This paper addresses the challenge of reliably quantifying functional similarity between independently trained neural networks. Existing methods suffer from susceptibility to task-irrelevant cues and difficulty in identifying nontrivial alignments. To overcome these limitations, we propose Functional Latent-space Alignment (FuLA), a novel model stitching optimization criterion inspired by knowledge distillation. FuLA achieves cross-model functional alignment via learnable affine transformations in the latent space, effectively suppressing biases induced by adversarial training, shortcut learning, and cross-layer stitching. Evaluated on multiple functional similarity benchmarks, FuLA demonstrates superior robustness and alignment quality compared to conventional approaches—particularly under substantial training disparities—and reveals previously overlooked deep functional equivalences.

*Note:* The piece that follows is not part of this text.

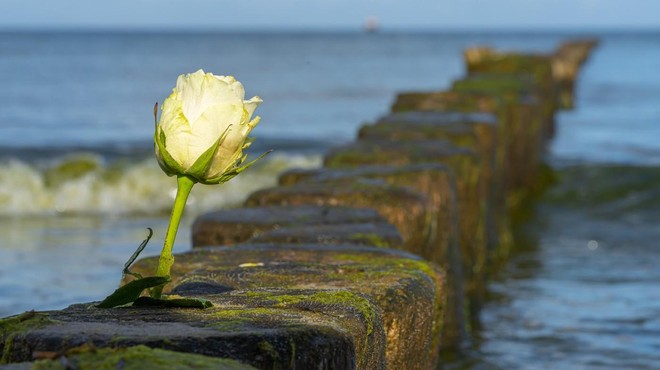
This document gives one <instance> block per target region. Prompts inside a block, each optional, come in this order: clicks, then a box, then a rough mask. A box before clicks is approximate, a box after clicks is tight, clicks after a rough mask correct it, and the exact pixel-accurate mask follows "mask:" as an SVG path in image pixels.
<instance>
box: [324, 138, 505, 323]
mask: <svg viewBox="0 0 660 370" xmlns="http://www.w3.org/2000/svg"><path fill="white" fill-rule="evenodd" d="M325 163H326V165H327V166H328V167H329V168H359V167H362V166H366V165H388V166H404V165H410V164H433V163H435V164H444V165H446V166H447V167H448V168H449V169H450V170H451V172H452V173H453V174H454V175H455V179H456V183H457V194H458V208H459V232H460V241H461V249H462V260H463V273H464V276H465V280H466V284H465V288H466V291H467V292H468V296H469V306H470V312H471V313H472V316H473V317H476V316H477V315H478V314H477V313H478V311H479V307H480V306H481V304H482V301H483V297H484V294H485V285H484V284H485V274H486V271H485V266H486V260H487V255H488V245H487V241H488V240H489V239H490V238H489V237H488V235H487V232H488V228H487V225H492V224H493V223H492V222H490V221H487V217H489V216H490V215H491V213H490V212H489V211H488V207H489V202H488V200H489V199H490V195H489V192H490V191H492V188H491V187H490V185H489V184H487V183H486V182H485V181H484V177H483V167H482V163H481V161H480V158H479V155H478V154H476V153H475V151H474V150H470V149H467V148H463V147H456V146H454V145H453V144H451V143H450V142H448V141H441V140H409V141H389V140H381V141H377V140H369V141H360V142H358V143H355V144H348V145H345V146H342V147H339V148H337V149H335V150H334V151H331V152H330V153H329V154H328V156H327V157H326V158H325ZM404 209H405V208H404ZM403 236H404V239H405V238H406V235H403Z"/></svg>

Evaluating functional similarity involves quantifying the degree to which independently trained neural networks learn functionally similar representations. Reliably inferring the functional similarity of these networks remains an open problem with far-reaching implications for AI. Model stitching has emerged as a promising paradigm, where an optimal affine transformation aligns two models to solve a task, with the stitched model serving as a proxy for functional similarity. In this work, we draw inspiration from the knowledge distillation literature and propose Functional Latent Alignment (FuLA) as a novel optimality condition for model stitching. We revisit previously explored functional similarity testbeds and introduce a new one, based on which FuLA emerges as an overall more reliable method of functional similarity. Specifically, our experiments in (a) adversarial training, (b) shortcut training and, (c) cross-layer stitching, reveal that FuLA is less prone to artifacts tied to training on task cues while achieving non-trivial alignments that are missed by stitch-level matching.